Jose Saramago is acknowledged as Portugal’s greatest living novelist. In 1998, he was awarded the Nobel Prize for literature. In his “Journey to Portugal”, a loving pursuit in prose of his country’s history and culture, he distinguishes between the traveler and the tourist: “The traveler is not a tourist, he’s a traveler. There’s a big difference. To travel is to discover; the rest is simply finding.”

This morning Lindblad travelers found themselves in Portugal’s capital city of Lisbon at the foot of the massive Monument to the Discoverers (photo), built in 1960 in a style that was popular under the Salazar regime. Other reminders of Salazar’s grandiosity are to be found nearby. The nearby suspension bridge, the longest in Europe at the time of its construction in 1962, was opened as the Salazar Bridge but was renamed the Bridge of 25 April following the 1974 Revolution. The replica of Rio de Janeiro’s Christ the King on the opposite bank of the Tagus was also Salazar’s idea: erected to thank God for sparing Lisbon from allied attack during the Second World War.

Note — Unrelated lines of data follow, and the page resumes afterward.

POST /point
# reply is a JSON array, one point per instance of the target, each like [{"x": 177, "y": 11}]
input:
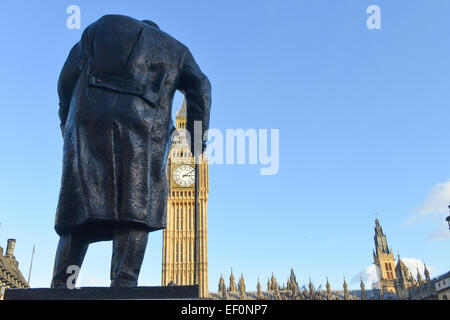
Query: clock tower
[{"x": 179, "y": 236}]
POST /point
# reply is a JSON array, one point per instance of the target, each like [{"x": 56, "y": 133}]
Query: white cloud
[
  {"x": 440, "y": 233},
  {"x": 435, "y": 209},
  {"x": 437, "y": 201},
  {"x": 369, "y": 276}
]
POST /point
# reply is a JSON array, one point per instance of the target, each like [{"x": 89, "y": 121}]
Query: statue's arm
[
  {"x": 195, "y": 86},
  {"x": 70, "y": 73}
]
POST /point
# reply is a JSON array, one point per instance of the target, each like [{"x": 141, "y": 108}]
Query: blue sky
[{"x": 363, "y": 119}]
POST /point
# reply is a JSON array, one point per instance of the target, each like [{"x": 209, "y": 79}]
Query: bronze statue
[{"x": 116, "y": 90}]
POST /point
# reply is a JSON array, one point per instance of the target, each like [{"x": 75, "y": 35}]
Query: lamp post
[{"x": 448, "y": 219}]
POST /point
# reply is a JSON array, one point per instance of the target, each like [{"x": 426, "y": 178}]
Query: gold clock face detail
[{"x": 184, "y": 175}]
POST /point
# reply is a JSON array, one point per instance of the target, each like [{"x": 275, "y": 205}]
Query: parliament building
[
  {"x": 10, "y": 275},
  {"x": 178, "y": 265}
]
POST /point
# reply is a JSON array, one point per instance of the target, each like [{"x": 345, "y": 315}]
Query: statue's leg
[
  {"x": 71, "y": 252},
  {"x": 128, "y": 253}
]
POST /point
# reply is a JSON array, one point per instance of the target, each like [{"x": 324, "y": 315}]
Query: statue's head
[{"x": 151, "y": 23}]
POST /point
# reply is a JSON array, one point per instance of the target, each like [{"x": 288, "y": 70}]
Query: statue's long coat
[{"x": 116, "y": 90}]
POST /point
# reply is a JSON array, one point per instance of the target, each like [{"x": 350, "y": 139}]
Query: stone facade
[
  {"x": 178, "y": 238},
  {"x": 10, "y": 275}
]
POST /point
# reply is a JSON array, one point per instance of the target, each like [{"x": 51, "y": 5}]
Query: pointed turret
[
  {"x": 232, "y": 287},
  {"x": 419, "y": 277},
  {"x": 242, "y": 287},
  {"x": 328, "y": 290},
  {"x": 258, "y": 291},
  {"x": 363, "y": 289},
  {"x": 182, "y": 112},
  {"x": 311, "y": 289},
  {"x": 345, "y": 290},
  {"x": 401, "y": 269},
  {"x": 426, "y": 273},
  {"x": 221, "y": 283}
]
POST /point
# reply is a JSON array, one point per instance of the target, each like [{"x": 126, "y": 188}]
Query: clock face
[{"x": 184, "y": 175}]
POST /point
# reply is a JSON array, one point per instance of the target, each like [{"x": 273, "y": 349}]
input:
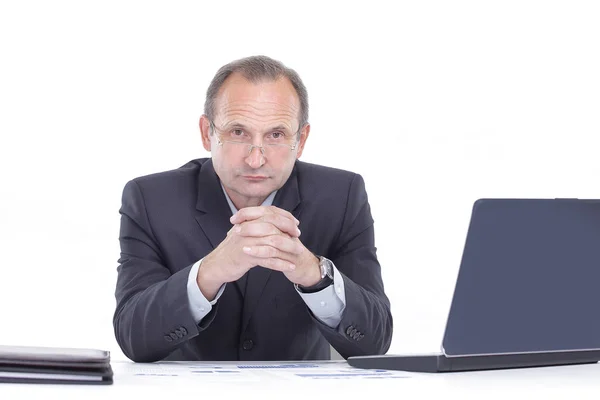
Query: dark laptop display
[{"x": 527, "y": 292}]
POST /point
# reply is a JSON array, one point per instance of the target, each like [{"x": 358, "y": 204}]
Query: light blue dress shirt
[{"x": 327, "y": 305}]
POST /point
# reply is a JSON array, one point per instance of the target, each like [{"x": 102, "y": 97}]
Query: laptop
[{"x": 527, "y": 292}]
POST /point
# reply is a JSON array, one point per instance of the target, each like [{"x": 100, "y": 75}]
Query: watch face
[{"x": 328, "y": 268}]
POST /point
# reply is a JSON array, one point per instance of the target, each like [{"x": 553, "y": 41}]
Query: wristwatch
[{"x": 326, "y": 277}]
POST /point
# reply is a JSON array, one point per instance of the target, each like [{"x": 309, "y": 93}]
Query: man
[{"x": 250, "y": 254}]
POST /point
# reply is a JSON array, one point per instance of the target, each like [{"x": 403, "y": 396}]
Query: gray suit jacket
[{"x": 172, "y": 219}]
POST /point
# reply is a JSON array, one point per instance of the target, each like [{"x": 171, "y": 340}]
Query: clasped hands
[{"x": 267, "y": 236}]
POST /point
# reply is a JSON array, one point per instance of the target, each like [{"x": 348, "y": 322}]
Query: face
[{"x": 261, "y": 114}]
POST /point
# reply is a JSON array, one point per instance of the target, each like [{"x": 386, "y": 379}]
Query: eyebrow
[{"x": 238, "y": 125}]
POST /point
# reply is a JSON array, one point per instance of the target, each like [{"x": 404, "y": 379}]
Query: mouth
[{"x": 255, "y": 178}]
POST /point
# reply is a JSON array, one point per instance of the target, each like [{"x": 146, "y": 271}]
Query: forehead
[{"x": 266, "y": 101}]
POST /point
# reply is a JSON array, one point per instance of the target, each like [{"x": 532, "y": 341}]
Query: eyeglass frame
[{"x": 221, "y": 141}]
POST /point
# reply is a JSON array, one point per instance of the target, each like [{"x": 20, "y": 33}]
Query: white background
[{"x": 436, "y": 104}]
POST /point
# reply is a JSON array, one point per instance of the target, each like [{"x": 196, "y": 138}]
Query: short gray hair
[{"x": 255, "y": 69}]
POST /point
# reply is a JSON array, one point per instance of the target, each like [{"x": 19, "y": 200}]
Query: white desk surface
[{"x": 310, "y": 381}]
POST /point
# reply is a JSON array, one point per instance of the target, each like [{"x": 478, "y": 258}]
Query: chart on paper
[{"x": 254, "y": 372}]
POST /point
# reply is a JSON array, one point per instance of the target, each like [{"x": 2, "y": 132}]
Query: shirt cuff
[
  {"x": 199, "y": 305},
  {"x": 328, "y": 304}
]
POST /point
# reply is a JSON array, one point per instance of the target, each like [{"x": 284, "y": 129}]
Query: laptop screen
[{"x": 529, "y": 279}]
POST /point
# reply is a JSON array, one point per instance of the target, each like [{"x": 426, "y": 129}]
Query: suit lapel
[
  {"x": 287, "y": 198},
  {"x": 213, "y": 211}
]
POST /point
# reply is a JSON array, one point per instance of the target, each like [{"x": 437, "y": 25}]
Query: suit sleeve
[
  {"x": 152, "y": 316},
  {"x": 366, "y": 325}
]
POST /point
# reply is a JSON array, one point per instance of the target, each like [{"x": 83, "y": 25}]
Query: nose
[{"x": 255, "y": 157}]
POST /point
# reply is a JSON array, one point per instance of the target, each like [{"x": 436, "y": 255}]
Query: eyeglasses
[{"x": 275, "y": 143}]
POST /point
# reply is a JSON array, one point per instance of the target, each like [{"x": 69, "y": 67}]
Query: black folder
[{"x": 31, "y": 364}]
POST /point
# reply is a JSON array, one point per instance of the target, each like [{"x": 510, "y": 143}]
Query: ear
[
  {"x": 303, "y": 137},
  {"x": 205, "y": 132}
]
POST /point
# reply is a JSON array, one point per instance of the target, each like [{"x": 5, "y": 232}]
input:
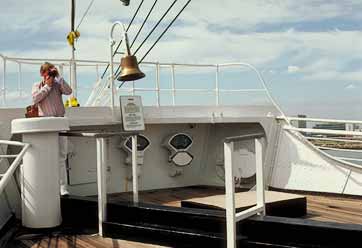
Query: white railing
[
  {"x": 100, "y": 94},
  {"x": 231, "y": 216},
  {"x": 337, "y": 136},
  {"x": 5, "y": 178}
]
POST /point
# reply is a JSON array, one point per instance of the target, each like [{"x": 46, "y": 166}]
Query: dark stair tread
[{"x": 171, "y": 229}]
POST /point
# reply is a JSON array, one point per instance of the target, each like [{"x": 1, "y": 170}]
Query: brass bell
[{"x": 130, "y": 70}]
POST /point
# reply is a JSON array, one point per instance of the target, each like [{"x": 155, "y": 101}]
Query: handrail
[
  {"x": 231, "y": 216},
  {"x": 321, "y": 120},
  {"x": 98, "y": 90},
  {"x": 344, "y": 162},
  {"x": 14, "y": 165},
  {"x": 323, "y": 131}
]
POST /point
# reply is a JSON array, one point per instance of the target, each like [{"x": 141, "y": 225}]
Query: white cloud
[
  {"x": 293, "y": 69},
  {"x": 350, "y": 87}
]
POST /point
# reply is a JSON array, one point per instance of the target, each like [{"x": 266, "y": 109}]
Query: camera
[{"x": 52, "y": 73}]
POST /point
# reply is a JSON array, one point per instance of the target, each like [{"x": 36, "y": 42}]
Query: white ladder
[{"x": 5, "y": 177}]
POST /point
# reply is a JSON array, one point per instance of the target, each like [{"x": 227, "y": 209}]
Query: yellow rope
[{"x": 72, "y": 37}]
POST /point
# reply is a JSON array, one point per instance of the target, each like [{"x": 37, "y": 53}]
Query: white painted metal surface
[
  {"x": 101, "y": 182},
  {"x": 4, "y": 179},
  {"x": 134, "y": 169},
  {"x": 111, "y": 62},
  {"x": 39, "y": 125},
  {"x": 40, "y": 188},
  {"x": 231, "y": 217}
]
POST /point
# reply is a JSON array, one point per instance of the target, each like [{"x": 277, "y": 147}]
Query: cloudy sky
[{"x": 309, "y": 51}]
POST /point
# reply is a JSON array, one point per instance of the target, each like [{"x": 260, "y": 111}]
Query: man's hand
[{"x": 49, "y": 81}]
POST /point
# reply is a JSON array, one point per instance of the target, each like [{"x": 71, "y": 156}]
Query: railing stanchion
[
  {"x": 260, "y": 188},
  {"x": 158, "y": 84},
  {"x": 231, "y": 216},
  {"x": 20, "y": 79},
  {"x": 217, "y": 87},
  {"x": 173, "y": 85},
  {"x": 101, "y": 183},
  {"x": 134, "y": 169},
  {"x": 230, "y": 196},
  {"x": 4, "y": 82}
]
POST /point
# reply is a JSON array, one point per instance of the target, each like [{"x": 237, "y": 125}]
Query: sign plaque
[{"x": 132, "y": 113}]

The Monument to the Discoverers sends us a mixed message: it is at once both a celebration of Portuguese discovery and of conquest. It was constructed close to the city’s commercial port, at that time busy with colonial trade. Today, following decolonisation and Portugal’s accession to the Treaty of Rome, those docks have become an Europort handling container traffic and cruise ships. Laid out on the square beside the monument is a magnificent mosaic world map depicting the routes of the Portuguese discoverers, including those of Bartholomew Diaz (to Natal in 1487), Vasco da Gama (to India in 1497) and Cabral (to Brazil in 1500). Vasco da Gama is buried, it is claimed, in the adjacent Jeronomite Monastery, a building in the extraordinarily beautiful Manuelline style that we visited this morning.

Pacing out the routes on the map we made our own discoveries. That there is an alternative world to ours which, unless we learn to speak Portuguese, we cannot share. In Lisbon homes, people watch Brazilian soap operas and listen to Portuguese news from Goa and Macau; in the city’s streets there are proud faces from Mozambique and Angola. Like the Portuguese heroes celebrated in this monument, Lindblad travelers seek to discover rather than merely find. There are other worlds than our own deserving of respect. That discovery does not have to lead to possession. And today, as the Portuguese flag beside the monument fluttered at half mast as a mark of respect to the victims of the terrorist outrages in the United States, that we share one world whose diversity we should love and cherish not fear and hate.